Turner: Explain the Modular Architecture
Vachuska: The pivotal piece of the ONOS platform is its distributed core, which is isolated from the network environment using its southbound API. This API provides high-level abstractions for various control protocol-specific providers to inform the core about the network environment and for accepting control edicts sent by the core or by the applications. The high-level nature of these abstractions allows a variety of different control protocols to be used, and ultimately what RPC is used between the platform and the network devices becomes entirely secondary. What really matters is what types of behaviors can be controlled, rather than what language is used to control them. So in this way, the core does not become tainted by a protocol library du-jour, whether it is the latest version of OpenFlow or NETCONF libraries.
The northern surface of the core presents applications with a variety of high-level abstractions as a means for learning about the network environment and for affecting it. These include the full directed network graph, table pipeline-independent flow objectives service and topology-independent intentservice to name a few.

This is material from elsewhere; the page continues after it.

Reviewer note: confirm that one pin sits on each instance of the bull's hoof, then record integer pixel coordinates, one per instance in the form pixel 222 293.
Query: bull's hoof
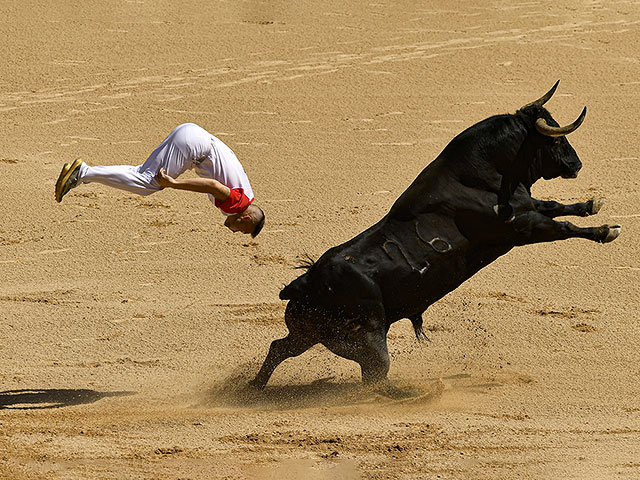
pixel 596 205
pixel 614 231
pixel 420 335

The core, although often visually depicted is a single block, is far from monolithic. In fact, it comprises of a large number of subsystem, each responsible for a fairly focused set of functionality. In this way, ONOS resembles a chassis with a number of subsystems, each acting as a software-blade that provides specific set of network control functionality and services that others can interact with. ONOS applications can deliver their own components, thus effectively extending the set of available network control features available in ONOS.

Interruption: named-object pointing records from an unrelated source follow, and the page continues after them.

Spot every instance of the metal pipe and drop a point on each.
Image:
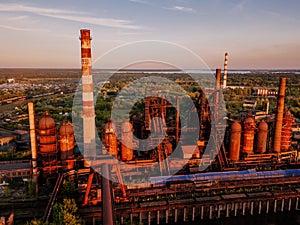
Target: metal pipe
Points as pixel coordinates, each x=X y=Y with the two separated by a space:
x=279 y=115
x=225 y=71
x=87 y=95
x=107 y=197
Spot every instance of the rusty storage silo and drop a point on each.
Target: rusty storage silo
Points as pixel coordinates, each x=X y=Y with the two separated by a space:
x=66 y=141
x=48 y=141
x=127 y=141
x=235 y=141
x=286 y=132
x=249 y=131
x=262 y=135
x=110 y=136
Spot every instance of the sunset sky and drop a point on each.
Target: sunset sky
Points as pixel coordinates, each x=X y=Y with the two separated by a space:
x=258 y=34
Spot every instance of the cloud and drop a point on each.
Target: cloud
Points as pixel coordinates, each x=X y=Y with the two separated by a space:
x=140 y=1
x=70 y=15
x=115 y=23
x=181 y=8
x=14 y=28
x=240 y=5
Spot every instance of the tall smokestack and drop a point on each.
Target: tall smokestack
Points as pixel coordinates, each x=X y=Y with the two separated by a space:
x=225 y=70
x=218 y=79
x=87 y=95
x=279 y=115
x=33 y=142
x=217 y=95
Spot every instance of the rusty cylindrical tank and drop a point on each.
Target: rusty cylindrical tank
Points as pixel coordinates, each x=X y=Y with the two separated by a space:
x=279 y=115
x=249 y=130
x=235 y=141
x=127 y=141
x=110 y=136
x=66 y=141
x=286 y=133
x=262 y=135
x=48 y=141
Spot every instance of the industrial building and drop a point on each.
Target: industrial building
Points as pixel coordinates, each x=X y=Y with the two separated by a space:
x=249 y=145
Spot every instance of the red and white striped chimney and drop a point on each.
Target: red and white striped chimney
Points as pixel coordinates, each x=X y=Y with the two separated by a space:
x=225 y=71
x=87 y=95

The distributed primitives used by the ONOS core are available as part of the ONOS SDK to allow ONOS applications to implement distributed stores for their own state, thus making sure that the entire system continues to be scalable and highly available.
ONOS design relies heavily on interfaces, thus making it easy to evolve the system gradually by replacing implementations with new or improved ones without affecting the rest of the system. In our view, this is key to enabling a large community of contributors to collaborate within the same code-base and without interfering with each other.
Turner: What Are Your Five Year Goals?
Vachuska: To be frank, I have not spent much time thinking about that. I certainly hope that ONOS becomes a successful and widely-adopted platform, and one which gets used in ways that we have not necessarily predicted.
In that time-frame, I would like to see ONOS-based deployments in a number of service provider data-centers and a number of key internet exchanges. I expect that large-scale adoption may take even longer than that, given the hardware refresh cycles and the fact that, as I mentioned earlier, SDN is not about software alone.